Néanmoins, je pense aller plus régulièrement à la découverte d’autres lieux, dans le village, par le biais de « classe promenade ». Je sens parfois que les enfants ont envie d’aller voir plus loin, d’aller voir ce qui se cache derrière notre « classe dehors ». S’il y a énormément de positif dans cette expérience, il y a selon moi aussi un frein à faire l’école dehors : le manque de connaissances sur la nature et le patrimoine local. En ce sens, j’apprends souvent en même temps que les enfants. Pour résoudre ce problème, il peut être intéressant de s’appuyer sur les compétences des parents mais aussi des habitants du village. J’aimerais donc créer du lien avec les habitants du village en les faisant participer à nos sorties. Les parents se sont investis dans ce projet, parfois même les grands-parents. C’est maintenant au tour des habitants du village ! Par ailleurs, nous n’amenons que très peu de matériel. Peut-être serait-il intéressant à l’avenir
d’apporter du petit matériel (pelle, râteau, pioche, couteau-suisse, …) Enfin, l’an prochain, je voudrais réussir à faire plus de liens entre le dedans et le dehors.

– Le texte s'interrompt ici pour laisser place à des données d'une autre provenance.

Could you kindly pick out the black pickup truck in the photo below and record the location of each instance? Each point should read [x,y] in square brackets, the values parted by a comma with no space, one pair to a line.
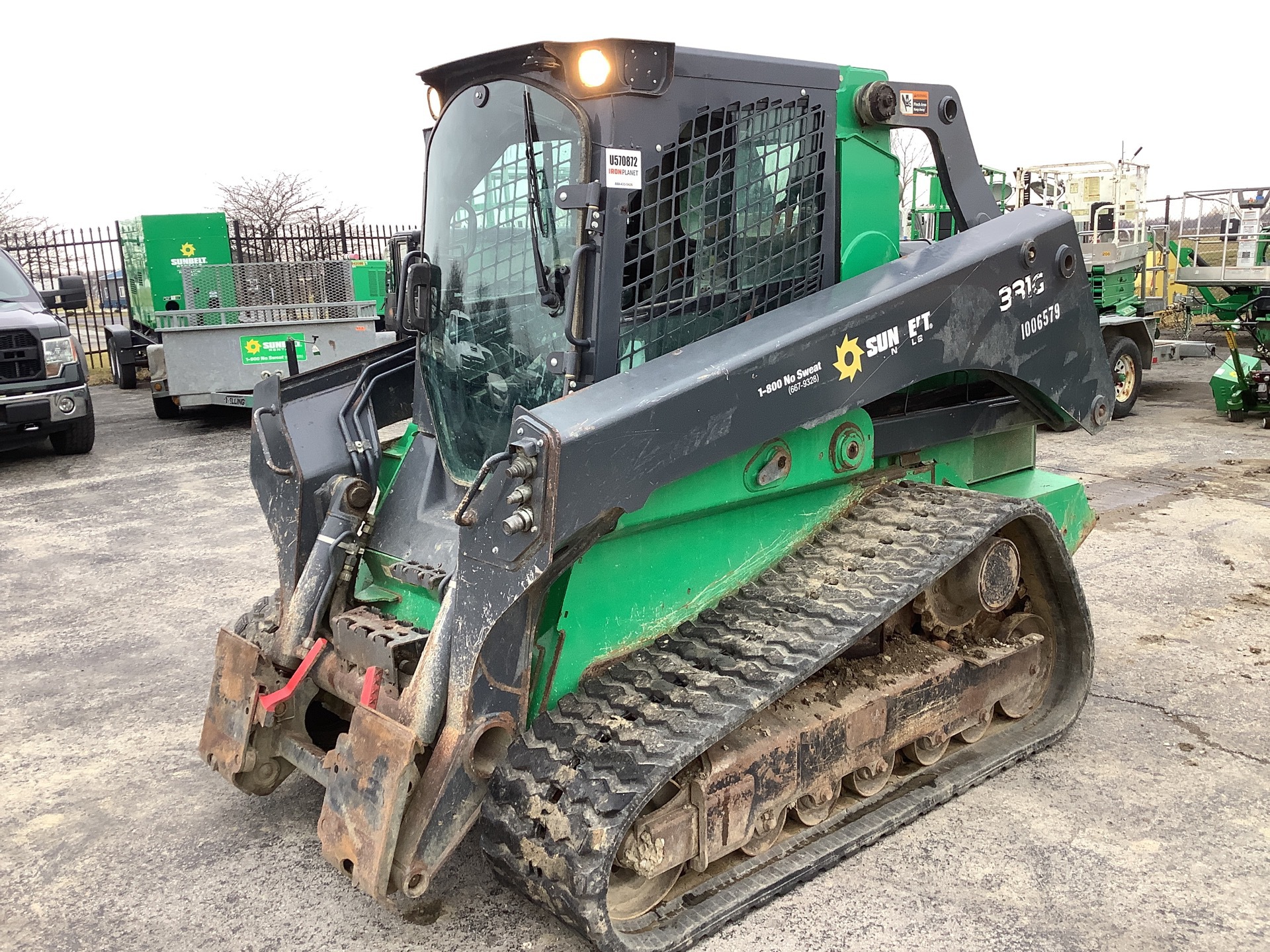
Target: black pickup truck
[44,375]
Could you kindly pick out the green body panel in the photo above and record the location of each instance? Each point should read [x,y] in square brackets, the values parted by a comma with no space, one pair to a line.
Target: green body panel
[370,284]
[1062,496]
[154,244]
[375,586]
[1228,391]
[977,459]
[868,183]
[693,542]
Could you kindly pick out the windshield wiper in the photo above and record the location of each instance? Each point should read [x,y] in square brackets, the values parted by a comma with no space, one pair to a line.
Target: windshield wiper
[549,296]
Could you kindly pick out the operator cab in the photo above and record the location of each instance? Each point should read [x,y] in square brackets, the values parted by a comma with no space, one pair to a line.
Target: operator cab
[577,227]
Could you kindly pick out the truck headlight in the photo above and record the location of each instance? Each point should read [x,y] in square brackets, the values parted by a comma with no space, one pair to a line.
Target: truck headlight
[59,352]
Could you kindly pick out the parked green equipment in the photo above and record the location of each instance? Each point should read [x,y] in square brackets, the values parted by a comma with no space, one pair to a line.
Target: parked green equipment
[1108,201]
[1223,255]
[207,328]
[714,547]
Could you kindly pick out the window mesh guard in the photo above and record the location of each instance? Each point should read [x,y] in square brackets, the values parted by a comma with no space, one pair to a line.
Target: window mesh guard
[728,226]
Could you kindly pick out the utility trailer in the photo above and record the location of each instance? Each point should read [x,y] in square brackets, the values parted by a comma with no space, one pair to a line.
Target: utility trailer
[1108,201]
[207,331]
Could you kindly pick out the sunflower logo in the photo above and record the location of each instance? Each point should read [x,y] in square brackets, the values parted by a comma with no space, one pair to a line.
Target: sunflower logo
[850,347]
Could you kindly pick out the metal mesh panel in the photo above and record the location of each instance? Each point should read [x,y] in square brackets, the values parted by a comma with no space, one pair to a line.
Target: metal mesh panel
[728,226]
[258,284]
[265,292]
[267,314]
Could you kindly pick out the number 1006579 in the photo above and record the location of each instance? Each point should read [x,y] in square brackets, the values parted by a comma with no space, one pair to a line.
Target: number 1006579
[1040,321]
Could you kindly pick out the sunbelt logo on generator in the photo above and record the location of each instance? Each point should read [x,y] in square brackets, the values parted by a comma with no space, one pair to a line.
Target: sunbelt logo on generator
[271,348]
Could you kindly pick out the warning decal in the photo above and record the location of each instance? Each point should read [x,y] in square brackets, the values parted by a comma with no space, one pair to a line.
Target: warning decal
[915,102]
[622,169]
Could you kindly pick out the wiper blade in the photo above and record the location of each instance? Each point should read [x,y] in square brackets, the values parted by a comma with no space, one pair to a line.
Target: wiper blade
[546,294]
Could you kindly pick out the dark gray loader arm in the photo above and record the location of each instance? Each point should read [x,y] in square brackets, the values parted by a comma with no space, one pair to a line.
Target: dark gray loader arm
[620,440]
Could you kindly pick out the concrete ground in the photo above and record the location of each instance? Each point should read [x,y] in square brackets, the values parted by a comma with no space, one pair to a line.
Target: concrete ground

Nous ne revenons pas suffisamment sur les découvertes et les apprentissages réalisés en extérieur.

Quels conseils donnerais-tu aux collègues qui souhaitent se lancer demain dans l’école dehors ?

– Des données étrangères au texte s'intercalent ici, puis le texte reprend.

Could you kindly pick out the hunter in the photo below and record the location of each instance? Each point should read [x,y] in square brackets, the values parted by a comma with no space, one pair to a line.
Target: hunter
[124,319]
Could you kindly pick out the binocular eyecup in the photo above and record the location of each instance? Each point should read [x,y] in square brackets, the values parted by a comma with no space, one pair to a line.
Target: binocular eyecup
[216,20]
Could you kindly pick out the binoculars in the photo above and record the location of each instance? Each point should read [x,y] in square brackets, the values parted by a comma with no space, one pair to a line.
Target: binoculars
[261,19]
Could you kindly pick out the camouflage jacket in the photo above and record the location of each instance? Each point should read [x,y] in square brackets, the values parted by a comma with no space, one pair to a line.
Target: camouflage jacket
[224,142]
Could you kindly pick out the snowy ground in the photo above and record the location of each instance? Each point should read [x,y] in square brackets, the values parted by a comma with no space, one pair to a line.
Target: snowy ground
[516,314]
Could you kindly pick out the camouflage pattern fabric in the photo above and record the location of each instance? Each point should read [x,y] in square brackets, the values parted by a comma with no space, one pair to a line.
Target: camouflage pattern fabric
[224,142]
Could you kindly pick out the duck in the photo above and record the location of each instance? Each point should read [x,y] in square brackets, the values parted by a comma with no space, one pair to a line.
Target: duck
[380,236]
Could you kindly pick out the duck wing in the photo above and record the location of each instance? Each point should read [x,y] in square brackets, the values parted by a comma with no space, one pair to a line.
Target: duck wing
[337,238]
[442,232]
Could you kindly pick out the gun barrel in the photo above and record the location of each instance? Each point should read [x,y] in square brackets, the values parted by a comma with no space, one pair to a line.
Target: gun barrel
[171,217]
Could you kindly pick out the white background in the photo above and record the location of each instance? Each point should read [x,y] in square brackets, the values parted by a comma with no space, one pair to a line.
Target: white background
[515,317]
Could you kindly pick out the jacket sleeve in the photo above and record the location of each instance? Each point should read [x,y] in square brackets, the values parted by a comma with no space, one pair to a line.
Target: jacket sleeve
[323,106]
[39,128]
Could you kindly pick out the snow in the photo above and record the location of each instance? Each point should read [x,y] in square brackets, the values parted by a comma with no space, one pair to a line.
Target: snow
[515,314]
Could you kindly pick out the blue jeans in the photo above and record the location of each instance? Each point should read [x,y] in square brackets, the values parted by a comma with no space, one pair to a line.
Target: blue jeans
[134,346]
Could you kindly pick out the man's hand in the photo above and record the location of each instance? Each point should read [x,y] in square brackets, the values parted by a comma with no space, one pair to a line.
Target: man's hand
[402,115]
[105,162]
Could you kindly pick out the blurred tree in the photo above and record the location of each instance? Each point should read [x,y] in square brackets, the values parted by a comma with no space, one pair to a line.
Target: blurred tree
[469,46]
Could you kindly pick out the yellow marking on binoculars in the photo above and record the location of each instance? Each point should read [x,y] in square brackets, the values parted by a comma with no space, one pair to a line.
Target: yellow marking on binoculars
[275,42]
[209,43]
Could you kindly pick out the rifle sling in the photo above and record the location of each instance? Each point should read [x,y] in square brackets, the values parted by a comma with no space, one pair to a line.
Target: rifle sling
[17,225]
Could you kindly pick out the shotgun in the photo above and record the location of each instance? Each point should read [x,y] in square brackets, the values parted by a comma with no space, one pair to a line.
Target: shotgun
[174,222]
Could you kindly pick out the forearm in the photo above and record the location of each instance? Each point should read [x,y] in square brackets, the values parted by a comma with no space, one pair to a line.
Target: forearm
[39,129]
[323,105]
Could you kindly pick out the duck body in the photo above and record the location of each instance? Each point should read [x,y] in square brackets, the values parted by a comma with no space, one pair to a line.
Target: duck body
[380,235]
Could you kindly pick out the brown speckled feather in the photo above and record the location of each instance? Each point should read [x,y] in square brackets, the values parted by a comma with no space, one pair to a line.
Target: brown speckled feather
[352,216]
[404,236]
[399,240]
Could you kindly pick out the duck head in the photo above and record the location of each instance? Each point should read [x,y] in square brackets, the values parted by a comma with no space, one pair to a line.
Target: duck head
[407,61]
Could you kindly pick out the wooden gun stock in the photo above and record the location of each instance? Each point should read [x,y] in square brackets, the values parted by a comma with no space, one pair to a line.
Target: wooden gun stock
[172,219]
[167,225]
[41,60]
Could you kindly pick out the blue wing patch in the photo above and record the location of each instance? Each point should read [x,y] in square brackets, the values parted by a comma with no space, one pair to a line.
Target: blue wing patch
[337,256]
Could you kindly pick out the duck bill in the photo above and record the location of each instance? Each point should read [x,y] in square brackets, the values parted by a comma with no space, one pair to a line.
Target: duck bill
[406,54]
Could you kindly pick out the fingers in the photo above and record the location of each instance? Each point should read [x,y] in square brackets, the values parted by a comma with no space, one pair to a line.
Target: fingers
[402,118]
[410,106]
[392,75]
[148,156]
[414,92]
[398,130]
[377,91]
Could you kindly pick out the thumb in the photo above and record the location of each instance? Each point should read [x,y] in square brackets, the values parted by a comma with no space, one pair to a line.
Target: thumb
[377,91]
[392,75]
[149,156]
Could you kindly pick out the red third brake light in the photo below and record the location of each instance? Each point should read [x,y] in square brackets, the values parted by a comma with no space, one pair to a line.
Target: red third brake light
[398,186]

Le conseil que je donnerais : osez vous lancer, vous ne voudrez plus jamais revenir en arrière ! Au mois de septembre, je savais que je voulais expérimenter la « classe dehors ». J’en avais parlé aux parents lors de ma réunion de rentrée. Et pourtant, je décalais à chaque fois la date de la première sortie. J’avais toujours de bonnes raisons de décaler ! J’ai dû prendre sur moi pour finalement décider de sortir. Mon stress et mon inquiétude se sont vite évaporés lorsque j’ai vu certains enfants très timides et effacés s’ouvrir aux autres dès la première sortie. D’autres conseils en vrac : appuyez-vous sur une famille très intéressée par le concept. Il est important d’avoir un relais parmi les parents. N’hésitez pas à vous rapprocher de l’OCCE qui peut vous être d’une grande aide. Bien sûr, je conseille également la lecture de l’ouvrage « L’école à ciel ouvert » qui permet d’avoir quelques idées d’activités. Sur internet, le site classe-dehors.org permet de recenser les enseignants intéressés par cette pratique de l’école dehors. Il y en a sans doute près de votre école !

Se lancer peut faire peur, quelles sont les démarches administratives (IEN…) à anticiper et à prévoir ?

Dans notre école, les sorties en classe dehors se font sur le temps scolaire. Il n’y a donc pas besoin de demander l’autorisation de l’IEN. Il est cependant conseillé de lui en faire part… c’est important qu’il sache que l’école est engagée dans cette dynamique de la classe dehors. Si la « classe dehors » est intégrée au plan de formation des enseignants dans quelques départements, ce n’est pas le cas partout. Il ne faut pas hésiter à en parler à notre hiérarchie pour faire évoluer notre pratique et nos formations ! Pour en revenir aux autorisations, seule celle du directeur est nécessaire lorsque la sortie ne dépasse pas la demi-journée (attention néanmoins à vérifier le niveau Vigipirate). Pour les règles d’encadrement, il faut se référer aux règles applicables en école maternelle ou élémentaire. Il ne faut pas hésiter à demander l’aide de plusieurs parents… cela permet de se rassurer, notamment lors des premières sorties. Concernant le
lieu de la sortie, il faut demander l’autorisation au propriétaire du terrain (particulier, mairie, ONF, …). Passées les questions d’autorisation, le point le plus important est d’exposer très clairement le projet aux parents. La réunion de rentrée peut être le moment idéal. Sans la participation des parents, le projet de « classe dehors » sera difficile à mettre en place. Il faut essayer des les impliquer au maximum, de les rassurer. Il y avait en début d’année des inquiétudes (quels apprentissages ? Quid de la sécurité ? Quid de la météo ?) qui se sont vite évaporées au fur et à mesure des sorties. Plus les parents participent à ces sorties, plus ils sont rassurés. Leur implication est également très importante concernant l’habillement de leurs enfants… Qu’il pleuve, qu’il vente, qu’il neige, qu’il fasse très chaud, il faut être très clair avec les parents sur la tenue à porter lorsque l’on va en classe dehors.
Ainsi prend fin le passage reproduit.